The Supreme Court in Able v. Mike Russell Standard Service, 924 S.W. 2d 502 (Mo. Banc. 1996) held that the indispensable requirement of recovery is a condition of the work place that bears a causal connection to the employee's injury. The condition of the work place bears a causal connection to the injury only when the condition is unique to the work place or is a common condition that is exacerbated by the requirements of employment. The Court further held that a claimant must show that her injury arises out of and in the course of her employment as a condition precedent to recovery. It is not enough to show that the employee suffered an injury while working. The Supreme Court in Kasl v. Bristol Care, Inc., 984 S.W.2d 852 (Mo. banc 1999) held that accidents to be compensable must be clearly work related which means that they must be "unique" to the work.
The Court of Appeals in Wheaton v. Reiser Company, 419 S.W. 2d 497 (Mo.
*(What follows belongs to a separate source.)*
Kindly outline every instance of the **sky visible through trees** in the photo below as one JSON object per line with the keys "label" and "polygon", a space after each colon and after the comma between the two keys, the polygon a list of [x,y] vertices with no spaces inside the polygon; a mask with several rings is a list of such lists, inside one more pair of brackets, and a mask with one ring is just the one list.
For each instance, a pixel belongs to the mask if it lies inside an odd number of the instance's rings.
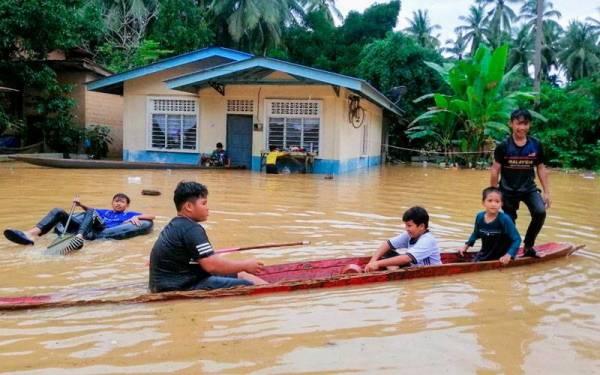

App. 1967), Kunce v. Junge Baking Company, 432 S.W. 2d 602 (Mo. App. 1968) and Boos v. Grey Eagle Distributors, Incorporated, 745 S.W. 2d 837 (Mo. App. 1988), held that not every injury occurring at work is compensable but only injuries which arise out of employment are compensable. A causal connection between the employment and the injury must be found. See Pierce v. St. Joe Minerals, 807 S.W.2d 110 (Mo. App. 1990) where the employee's case was denied. The employee was climbing up a flight of stairs when his legs gave way underneath him. The event was insufficient to sustain a claim of a job related injury.
The mere fact that the employee's injury occurred at work is not sufficient to create a compensable workers' compensation case. The evidence does not support a finding that the employee's right groin and thigh condition had a
causal connection to the conditions of her employment. I find that her job did not cause the injury. I find that the employee's injury was clearly not work related and that her work was not a substantial factor in the cause of the employee's resulting medical condition. I find that the employee's injury was a wholly idiopathic incident that was not brought on, caused by, contributed to or exacerbated by the conditions of her employment. The evidence does not support a finding that the employee sustained a compensable accident and injury which arose out of her employment. I find that the employee has failed to satisfy her burden of proof on the issues of accident and medical causation. The employee's claim for compensation is denied.
Based on the denial of the employee's claim on the issue of accident and medical causation, the employee's claim for previously incurred medical benefits in Issue 3 and for permanent partial disability in Issue 5 for the alleged April 13, 2005 accident is denied.
Second Injury Fund Claim: Based upon the denial of the employee's claim against the employer, the employee's claim against the Second Injury Fund in Injury Number 05-049495 is denied.